九月二日 | √225さんのブログ

九月二日

不快な熱気に起こされた。真夏のような暑さだ。半ば強引に差し込む陽射しを避けるように、腰をかけ、朝食をとる。低血圧の私にとって、朝の時間の過ごし方は、一日の全てを支配する重要なものだ。
朝番組に登場する女子アナウンサーを無条件に尊敬してしまう。

ぐったりするような暑さの中、スーツのジャケットを手に、今日も駅へ向かう。
あ~またシミが増えるわ。
大して気にしてもない愚痴を抱えながら、いつもより重い体を無理矢理動かす。

ホームは、少し前の、夏の光景だった。ひどく懐かしい気がするが、ほんの数日前も確かこんな光景だった。

なつきだ。
グレーのジャケットを無造作に手に掛けていた。なつきの着こなしはシンプルだが、ディティールの凝った質のいいスーツをいつも着ていた。
黒地にグリーンの水玉が入ったハンカチを、顔にあてたまま俯いているなつきは、泣き出しそうな顔をしていた。
暑さのせいなのか、昨日からのあの異変なのかは、わからない。
電車に乗り込むと、なつきの顔がしゅっとなる。
彼女は、随分切り替えが上手くなった。

ジャケットを鞄に乗っけて、左手で吊り革をつかむ。あの付箋の貼られた文庫本を、今日こそ読むらしい。
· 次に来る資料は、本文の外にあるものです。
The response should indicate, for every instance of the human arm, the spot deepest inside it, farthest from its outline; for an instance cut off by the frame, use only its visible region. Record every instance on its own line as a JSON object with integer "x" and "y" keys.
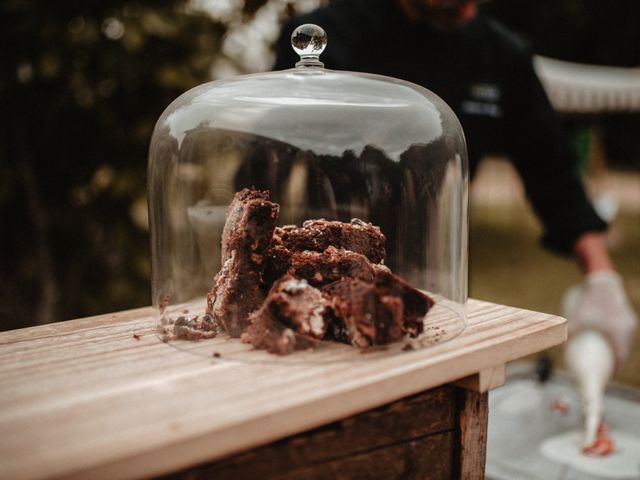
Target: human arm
{"x": 547, "y": 166}
{"x": 601, "y": 302}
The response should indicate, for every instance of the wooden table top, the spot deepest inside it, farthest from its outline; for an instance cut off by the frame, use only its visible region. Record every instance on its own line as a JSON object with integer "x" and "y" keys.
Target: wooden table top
{"x": 104, "y": 397}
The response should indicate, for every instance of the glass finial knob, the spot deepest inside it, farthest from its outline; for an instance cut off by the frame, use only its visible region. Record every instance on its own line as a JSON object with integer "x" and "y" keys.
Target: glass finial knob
{"x": 309, "y": 41}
すっかり汗をかいた私は、カットソーを気にした。始業早々汗くさいのは、なんとしても避けたい。

向こう側から、移動してくる男がいる。ひょろっとしているが、焼けた肌の感じでスポーツをしているものだとわかる。おそらくテニスか何かだろう。

「なつ~」
なんとなく間の抜けた声。なつきは顔をあげた。
長田だ。

なつきは「あ~おはよ~」と返した。
二人が親しい仲だということは、見て取れた。恋人ではないことも、すぐわかる。幼なじみとか親戚とか、そういった空気だ。
しかしなつきの長田を見る目は、どこか遠くを見ているようだった。

昨日のなつきの異変は、この長田が原因なのではないか。
そんな結論を出した頃、流されるように、私はホームへ降りた。